Here, the expression form If e1 e2 e3 represents a conditional expression (analogous to e1 ? e2 : e3in C). That evaluates to the result of evaluating e2 if e1 evaluates to a non-zero value; or the value of e3 otherwise

The expression Let v e1 e2 is used to bind the variable name v to the value of e1, (only) the duration of evaluating e2. Afterwards, the previous binding (if any) of v is reinstantiated.

It is deliberately left unspecified (i.e., you as the implementer may decide) whether an error occurring in the defining expression e1 should be signaled if the bound variable v is not actually used in the body e2.

Finally, the expression form Sum i e1 e2 e3 corresponds to the mathematical summation notation: $$\sum_{i=e_1}^{e_2} e_3$$ That is, it first evaluates $e_1$ and $e_2$ to numbers $n_1$ and $n_2$, and then computes the sum of the results of evaluating $e_3$, where $v$ is bound to each of the values $n_1, n_1+1,...,n_2$ in turn.

To keep track of variable bindings, we introduce an environment, which maps variable names to their values (if any). An environment may be represented by a higher order function of the following type:

type Environment = Name -> Maybe Integer

That is, if r is an environment and x is a variable name, then r x should return Just n for the value that was bound to x, and Nothing otherwise. Define a function

Define a function

evalFull :: Expression -> Environment -> Integer

that evaluates an expression in a given environment. As in the previous exercise, you may signal an error using the built-in function error.

Returning explicit errors


Promptly aborting evaluation with a Haskell error is a fairly drastic step, and in particular makes it impossible to recover gracefully from a conceptually non-fatal problem. A more flexible approach makes the evaluator function return an explicit indication of what went wrong, and lets the user of the evaluator decide what to do next. Accordingly, enumerate some possible failures:

data ArithmeticError =
    Unbound  Name    -- unbound variable
  | DivisionByZero   -- attempted division by zero
  | NegativeExponent -- attempted raising to negative power
  | Other String     -- any other errors, if relevant

Define a Haskell function

type Result            = Either ArithmeticError Integer
type BetterEnvironment = Name -> Result
evalError :: Expression -> BetterEnvironment -> Result

such that evalError e r attempts to evaluate e in environment r, as in evalFull, but now returns either an error value or a proper result rather than causing a Haskell runtime error (except possibly by running out of memory).
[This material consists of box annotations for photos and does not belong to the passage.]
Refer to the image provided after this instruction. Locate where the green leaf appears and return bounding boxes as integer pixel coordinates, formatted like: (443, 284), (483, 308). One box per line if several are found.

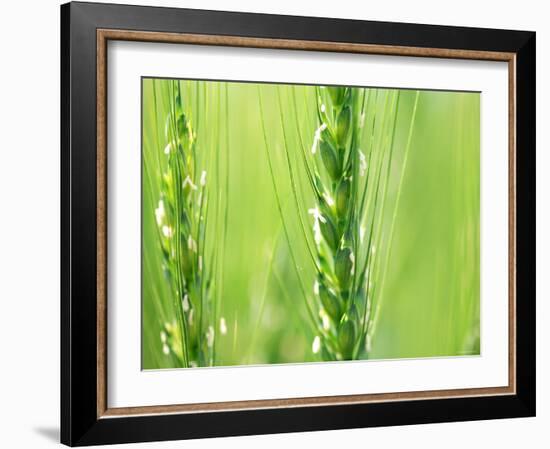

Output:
(336, 179), (351, 218)
(334, 248), (353, 291)
(319, 215), (340, 251)
(336, 106), (351, 146)
(320, 142), (342, 181)
(319, 283), (342, 322)
(338, 320), (355, 359)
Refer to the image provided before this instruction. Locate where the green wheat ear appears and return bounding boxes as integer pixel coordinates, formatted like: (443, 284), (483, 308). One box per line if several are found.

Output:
(155, 81), (222, 367)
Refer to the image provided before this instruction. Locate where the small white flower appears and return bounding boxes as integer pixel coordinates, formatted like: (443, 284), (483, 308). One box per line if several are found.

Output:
(311, 335), (321, 354)
(313, 280), (319, 296)
(187, 235), (197, 253)
(181, 293), (189, 312)
(162, 225), (174, 238)
(183, 175), (197, 190)
(220, 316), (227, 335)
(323, 192), (334, 206)
(155, 200), (165, 226)
(311, 123), (327, 154)
(201, 170), (206, 186)
(359, 150), (367, 176)
(206, 326), (214, 348)
(320, 309), (330, 331)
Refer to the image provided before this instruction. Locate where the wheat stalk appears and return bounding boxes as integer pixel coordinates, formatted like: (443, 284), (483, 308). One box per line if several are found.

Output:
(279, 87), (399, 360)
(155, 81), (220, 367)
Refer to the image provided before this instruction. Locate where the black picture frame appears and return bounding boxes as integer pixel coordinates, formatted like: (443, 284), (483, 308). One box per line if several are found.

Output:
(61, 2), (536, 446)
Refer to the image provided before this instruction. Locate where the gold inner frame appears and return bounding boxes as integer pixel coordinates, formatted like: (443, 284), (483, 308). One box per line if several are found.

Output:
(97, 29), (516, 418)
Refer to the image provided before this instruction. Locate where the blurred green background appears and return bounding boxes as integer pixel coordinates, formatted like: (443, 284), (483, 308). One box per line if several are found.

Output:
(142, 78), (480, 369)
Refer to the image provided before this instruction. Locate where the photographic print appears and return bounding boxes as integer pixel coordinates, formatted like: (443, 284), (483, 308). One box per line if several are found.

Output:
(141, 77), (480, 369)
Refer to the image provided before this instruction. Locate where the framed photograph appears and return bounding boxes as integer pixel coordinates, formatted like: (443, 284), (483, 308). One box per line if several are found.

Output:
(61, 3), (535, 446)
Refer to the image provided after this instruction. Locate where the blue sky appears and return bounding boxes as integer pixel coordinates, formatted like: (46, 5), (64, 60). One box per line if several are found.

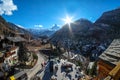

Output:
(0, 0), (120, 28)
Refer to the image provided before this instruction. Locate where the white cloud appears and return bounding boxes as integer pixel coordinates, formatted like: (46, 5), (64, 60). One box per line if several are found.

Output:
(34, 24), (43, 28)
(16, 24), (25, 28)
(0, 0), (17, 15)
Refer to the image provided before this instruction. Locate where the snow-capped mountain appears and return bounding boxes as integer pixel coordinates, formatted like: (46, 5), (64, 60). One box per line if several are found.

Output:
(28, 24), (60, 37)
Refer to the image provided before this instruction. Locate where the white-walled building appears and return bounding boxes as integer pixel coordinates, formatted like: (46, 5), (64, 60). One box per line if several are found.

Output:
(4, 47), (19, 66)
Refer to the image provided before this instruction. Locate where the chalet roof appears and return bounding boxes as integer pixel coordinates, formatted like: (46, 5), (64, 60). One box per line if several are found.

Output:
(7, 36), (26, 42)
(99, 39), (120, 65)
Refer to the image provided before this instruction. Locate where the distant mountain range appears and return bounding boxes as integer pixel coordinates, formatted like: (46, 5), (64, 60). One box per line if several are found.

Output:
(28, 24), (60, 37)
(0, 16), (31, 38)
(50, 8), (120, 42)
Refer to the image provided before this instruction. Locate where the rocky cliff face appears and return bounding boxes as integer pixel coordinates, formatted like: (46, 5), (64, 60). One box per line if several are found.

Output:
(50, 9), (120, 58)
(0, 16), (31, 36)
(51, 9), (120, 41)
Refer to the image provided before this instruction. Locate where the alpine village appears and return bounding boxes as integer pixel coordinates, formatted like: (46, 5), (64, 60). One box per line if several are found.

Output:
(0, 3), (120, 80)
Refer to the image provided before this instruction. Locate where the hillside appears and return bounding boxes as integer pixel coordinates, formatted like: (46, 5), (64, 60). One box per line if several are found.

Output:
(50, 9), (120, 58)
(0, 16), (31, 38)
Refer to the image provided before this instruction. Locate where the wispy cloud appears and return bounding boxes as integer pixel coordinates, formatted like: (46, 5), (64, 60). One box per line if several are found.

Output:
(0, 0), (17, 15)
(34, 24), (43, 28)
(16, 24), (25, 28)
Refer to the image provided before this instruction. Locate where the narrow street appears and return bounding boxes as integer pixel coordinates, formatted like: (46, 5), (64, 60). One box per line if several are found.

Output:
(25, 52), (44, 80)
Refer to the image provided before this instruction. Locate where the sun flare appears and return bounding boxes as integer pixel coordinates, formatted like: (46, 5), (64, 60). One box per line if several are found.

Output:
(63, 16), (73, 24)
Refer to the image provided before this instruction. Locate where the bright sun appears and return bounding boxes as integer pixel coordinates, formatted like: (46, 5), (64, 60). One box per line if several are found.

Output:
(63, 16), (72, 24)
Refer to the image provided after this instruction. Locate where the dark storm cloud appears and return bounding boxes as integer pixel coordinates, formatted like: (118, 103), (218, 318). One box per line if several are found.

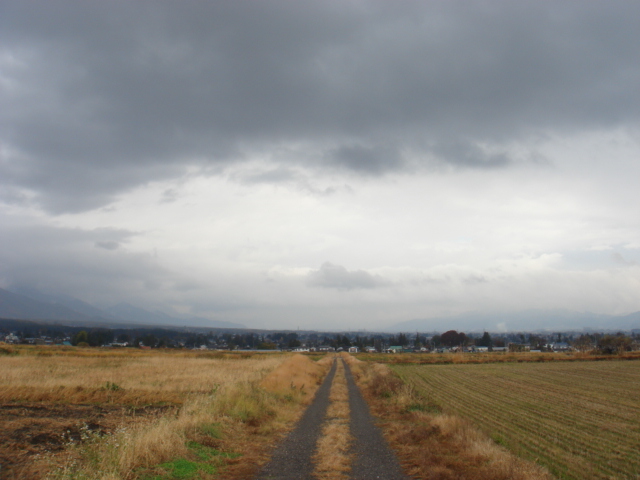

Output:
(0, 0), (640, 212)
(307, 262), (389, 290)
(0, 222), (174, 301)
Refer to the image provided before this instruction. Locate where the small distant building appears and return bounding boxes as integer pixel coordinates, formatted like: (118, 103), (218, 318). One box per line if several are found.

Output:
(509, 343), (531, 352)
(551, 342), (571, 352)
(318, 345), (335, 352)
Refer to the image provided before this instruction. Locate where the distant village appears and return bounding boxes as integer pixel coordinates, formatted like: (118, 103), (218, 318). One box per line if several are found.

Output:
(0, 319), (640, 354)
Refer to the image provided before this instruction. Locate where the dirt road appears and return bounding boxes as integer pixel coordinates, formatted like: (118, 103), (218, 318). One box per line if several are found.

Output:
(257, 359), (408, 480)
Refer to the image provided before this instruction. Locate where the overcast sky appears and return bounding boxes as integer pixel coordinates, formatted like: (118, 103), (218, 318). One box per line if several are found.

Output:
(0, 0), (640, 329)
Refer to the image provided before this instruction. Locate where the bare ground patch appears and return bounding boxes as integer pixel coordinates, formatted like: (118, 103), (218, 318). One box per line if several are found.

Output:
(0, 403), (175, 480)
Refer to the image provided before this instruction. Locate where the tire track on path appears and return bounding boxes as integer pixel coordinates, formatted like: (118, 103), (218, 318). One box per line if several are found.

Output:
(257, 359), (409, 480)
(257, 361), (337, 480)
(342, 360), (409, 480)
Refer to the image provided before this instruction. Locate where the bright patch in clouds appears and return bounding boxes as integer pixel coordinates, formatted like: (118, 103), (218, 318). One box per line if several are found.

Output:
(0, 1), (640, 329)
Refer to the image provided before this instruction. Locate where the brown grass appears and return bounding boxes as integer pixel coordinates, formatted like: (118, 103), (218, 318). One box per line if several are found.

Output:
(356, 358), (552, 480)
(0, 348), (328, 480)
(357, 352), (640, 365)
(393, 361), (640, 479)
(260, 355), (327, 402)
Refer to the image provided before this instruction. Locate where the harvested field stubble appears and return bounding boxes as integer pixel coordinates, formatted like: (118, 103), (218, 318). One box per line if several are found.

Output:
(351, 362), (552, 480)
(393, 361), (640, 479)
(357, 352), (640, 365)
(0, 349), (328, 480)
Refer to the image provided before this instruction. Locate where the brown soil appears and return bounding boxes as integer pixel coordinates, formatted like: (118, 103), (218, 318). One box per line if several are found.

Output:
(0, 403), (175, 480)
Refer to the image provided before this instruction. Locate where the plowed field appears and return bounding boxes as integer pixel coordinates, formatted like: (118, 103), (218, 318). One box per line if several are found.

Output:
(392, 361), (640, 479)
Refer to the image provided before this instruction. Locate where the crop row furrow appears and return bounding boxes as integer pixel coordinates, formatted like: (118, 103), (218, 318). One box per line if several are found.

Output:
(397, 364), (640, 478)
Challenge warmup (Minimally Bracketed Expressions)


Define a function

showConcise :: Expression -> String

Such that the string showConcise e represents an equivalent Haskell expression to that of showExp e, but containing the minimal number of parenthesis and spaces.
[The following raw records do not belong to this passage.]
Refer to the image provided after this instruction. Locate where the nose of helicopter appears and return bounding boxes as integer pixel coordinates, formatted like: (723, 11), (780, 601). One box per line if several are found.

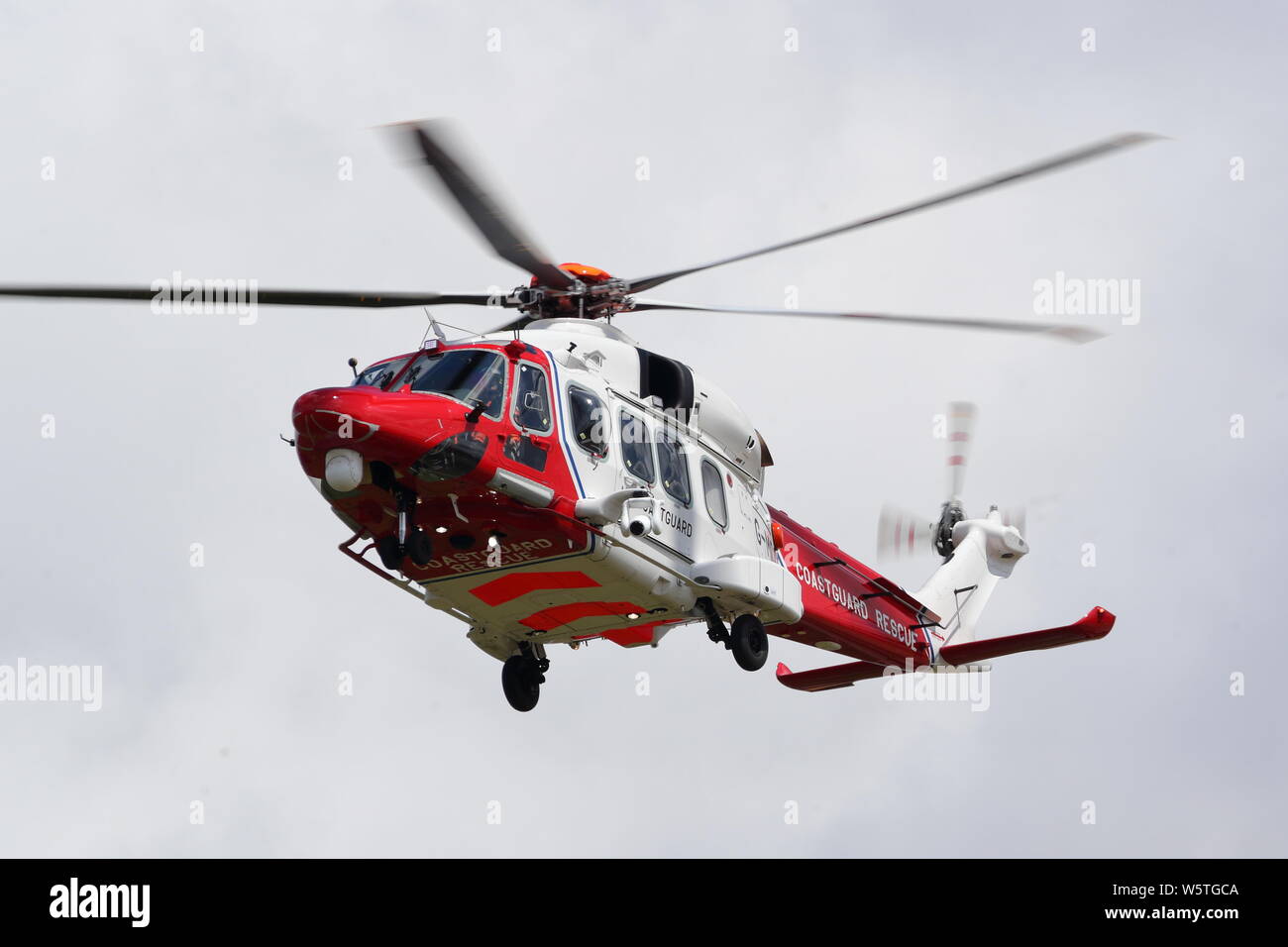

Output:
(291, 388), (486, 492)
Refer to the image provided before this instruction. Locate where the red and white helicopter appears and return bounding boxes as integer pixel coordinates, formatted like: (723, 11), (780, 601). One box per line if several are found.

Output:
(0, 123), (1151, 711)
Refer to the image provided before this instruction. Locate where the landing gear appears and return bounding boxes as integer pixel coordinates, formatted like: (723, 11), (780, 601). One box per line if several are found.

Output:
(376, 484), (434, 573)
(501, 643), (550, 712)
(698, 598), (769, 672)
(376, 536), (403, 573)
(730, 614), (769, 672)
(407, 527), (434, 566)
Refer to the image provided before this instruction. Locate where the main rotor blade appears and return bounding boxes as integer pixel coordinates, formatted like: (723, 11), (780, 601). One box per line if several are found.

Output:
(0, 281), (515, 309)
(391, 121), (574, 288)
(631, 299), (1104, 346)
(628, 132), (1159, 292)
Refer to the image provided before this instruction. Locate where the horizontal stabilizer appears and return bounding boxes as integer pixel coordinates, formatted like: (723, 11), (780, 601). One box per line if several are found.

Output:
(777, 661), (885, 691)
(937, 607), (1115, 677)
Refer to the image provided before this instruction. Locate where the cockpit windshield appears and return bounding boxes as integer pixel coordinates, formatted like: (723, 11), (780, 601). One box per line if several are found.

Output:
(353, 356), (411, 388)
(399, 349), (505, 420)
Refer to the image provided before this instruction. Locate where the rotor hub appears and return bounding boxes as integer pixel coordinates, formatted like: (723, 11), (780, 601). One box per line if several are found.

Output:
(514, 263), (635, 320)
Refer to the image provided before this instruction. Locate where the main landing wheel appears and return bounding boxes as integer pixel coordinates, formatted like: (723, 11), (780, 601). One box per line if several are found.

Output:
(501, 655), (542, 712)
(729, 614), (769, 672)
You should assume that the arithmetic operators have the conventional precedences and associativities (Add (Cst 2) (Mul (Cst 3) (Cst 4))) should be represented as "2+3*4", whereas (Add (Cst 2) (Add (Cst 3) (Cst 4))) should be represented by "2+(3+4)".
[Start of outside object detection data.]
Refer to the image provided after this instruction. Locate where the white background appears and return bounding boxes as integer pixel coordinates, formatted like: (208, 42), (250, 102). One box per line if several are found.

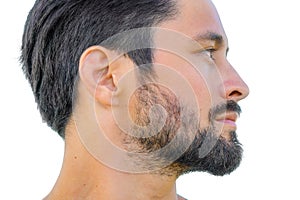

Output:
(0, 0), (300, 200)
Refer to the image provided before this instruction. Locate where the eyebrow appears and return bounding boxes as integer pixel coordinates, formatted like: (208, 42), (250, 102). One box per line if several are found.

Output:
(193, 32), (224, 44)
(193, 31), (229, 55)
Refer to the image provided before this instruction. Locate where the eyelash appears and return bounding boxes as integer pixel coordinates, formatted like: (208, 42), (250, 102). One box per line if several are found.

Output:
(203, 48), (217, 60)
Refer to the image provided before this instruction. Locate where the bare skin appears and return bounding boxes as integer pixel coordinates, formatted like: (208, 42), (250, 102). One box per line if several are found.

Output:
(45, 0), (249, 200)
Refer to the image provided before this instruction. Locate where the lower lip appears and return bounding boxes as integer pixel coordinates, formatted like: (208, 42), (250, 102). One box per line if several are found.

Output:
(218, 120), (236, 126)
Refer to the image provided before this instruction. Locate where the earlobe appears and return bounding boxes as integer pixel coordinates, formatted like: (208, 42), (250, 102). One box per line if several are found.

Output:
(79, 46), (116, 106)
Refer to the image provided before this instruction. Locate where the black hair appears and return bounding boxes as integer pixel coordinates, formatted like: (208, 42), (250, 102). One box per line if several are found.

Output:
(21, 0), (177, 138)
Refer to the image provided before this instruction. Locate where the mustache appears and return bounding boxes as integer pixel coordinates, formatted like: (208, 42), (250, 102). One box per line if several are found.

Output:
(209, 100), (242, 120)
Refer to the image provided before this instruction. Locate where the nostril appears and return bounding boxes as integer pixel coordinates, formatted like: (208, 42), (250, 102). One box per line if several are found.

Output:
(228, 90), (242, 98)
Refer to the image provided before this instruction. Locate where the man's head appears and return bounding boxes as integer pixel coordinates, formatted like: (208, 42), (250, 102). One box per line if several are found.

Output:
(22, 0), (248, 175)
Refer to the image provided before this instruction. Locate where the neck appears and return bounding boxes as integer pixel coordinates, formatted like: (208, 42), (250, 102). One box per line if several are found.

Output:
(46, 128), (180, 200)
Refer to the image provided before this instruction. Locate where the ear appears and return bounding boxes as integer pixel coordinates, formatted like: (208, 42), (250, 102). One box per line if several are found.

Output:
(79, 46), (117, 106)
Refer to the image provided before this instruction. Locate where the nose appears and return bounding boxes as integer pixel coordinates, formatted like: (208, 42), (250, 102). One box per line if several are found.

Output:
(222, 63), (249, 102)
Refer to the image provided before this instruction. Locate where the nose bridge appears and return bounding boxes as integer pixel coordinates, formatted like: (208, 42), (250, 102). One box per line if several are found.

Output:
(221, 61), (249, 101)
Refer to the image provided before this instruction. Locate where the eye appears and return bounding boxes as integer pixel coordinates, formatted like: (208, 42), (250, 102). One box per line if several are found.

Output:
(203, 48), (216, 60)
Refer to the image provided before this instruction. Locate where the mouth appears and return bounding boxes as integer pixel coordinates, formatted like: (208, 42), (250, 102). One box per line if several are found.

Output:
(215, 112), (239, 127)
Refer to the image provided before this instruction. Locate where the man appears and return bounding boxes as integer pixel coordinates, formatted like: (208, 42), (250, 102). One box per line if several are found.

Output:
(22, 0), (249, 200)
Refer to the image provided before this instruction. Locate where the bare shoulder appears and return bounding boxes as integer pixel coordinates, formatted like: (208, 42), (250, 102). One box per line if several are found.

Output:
(177, 195), (187, 200)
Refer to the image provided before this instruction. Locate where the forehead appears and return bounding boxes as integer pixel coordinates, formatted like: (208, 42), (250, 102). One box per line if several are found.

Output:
(159, 0), (227, 41)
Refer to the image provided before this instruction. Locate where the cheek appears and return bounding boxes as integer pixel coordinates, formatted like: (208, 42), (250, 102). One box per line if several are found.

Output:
(155, 51), (213, 117)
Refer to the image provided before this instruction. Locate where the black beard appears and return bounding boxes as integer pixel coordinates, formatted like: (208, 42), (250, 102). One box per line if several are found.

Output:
(172, 130), (243, 176)
(125, 86), (243, 176)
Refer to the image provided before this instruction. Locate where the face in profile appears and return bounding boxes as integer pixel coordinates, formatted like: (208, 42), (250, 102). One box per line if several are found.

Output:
(84, 0), (248, 176)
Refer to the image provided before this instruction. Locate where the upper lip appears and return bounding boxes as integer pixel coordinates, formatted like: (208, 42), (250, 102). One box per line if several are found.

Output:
(215, 112), (239, 122)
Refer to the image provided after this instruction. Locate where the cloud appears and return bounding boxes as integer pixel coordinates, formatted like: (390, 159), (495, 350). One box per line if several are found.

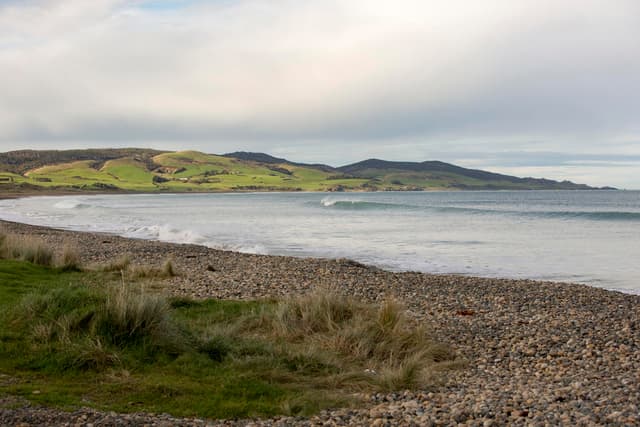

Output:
(0, 0), (640, 186)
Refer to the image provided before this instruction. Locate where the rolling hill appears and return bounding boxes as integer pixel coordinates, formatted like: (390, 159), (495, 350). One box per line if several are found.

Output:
(0, 148), (608, 193)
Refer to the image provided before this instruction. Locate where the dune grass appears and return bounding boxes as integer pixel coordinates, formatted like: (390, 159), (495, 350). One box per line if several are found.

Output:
(0, 259), (457, 418)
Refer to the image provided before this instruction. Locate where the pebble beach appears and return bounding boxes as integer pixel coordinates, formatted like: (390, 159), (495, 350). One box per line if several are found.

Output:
(0, 221), (640, 426)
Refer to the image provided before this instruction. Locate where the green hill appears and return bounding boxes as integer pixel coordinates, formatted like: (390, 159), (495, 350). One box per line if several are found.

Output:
(0, 148), (604, 193)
Challenge of the week (Evaluation Strategies)


In evalError, there are two natural interpretations of an expression Let v e1 e2; We can always evaluate e1 regardless of whether v appears in e2. And, we can postpone evaluating e1 until (if at all) its value is needed in e2. We will refer to the former interpretation as the Eager evaluation strategy, and the latter strategy, we will call Lazy.

Define and implement a function

data EvaluationStrategy = Eager | Lazy
evalStrategy :: EvaluationStrategy -> BetterEnvironment -> Result

such that either evalStrategy Lazy or evalStrategy Eager is semantically equivalent to your implementation of evalError.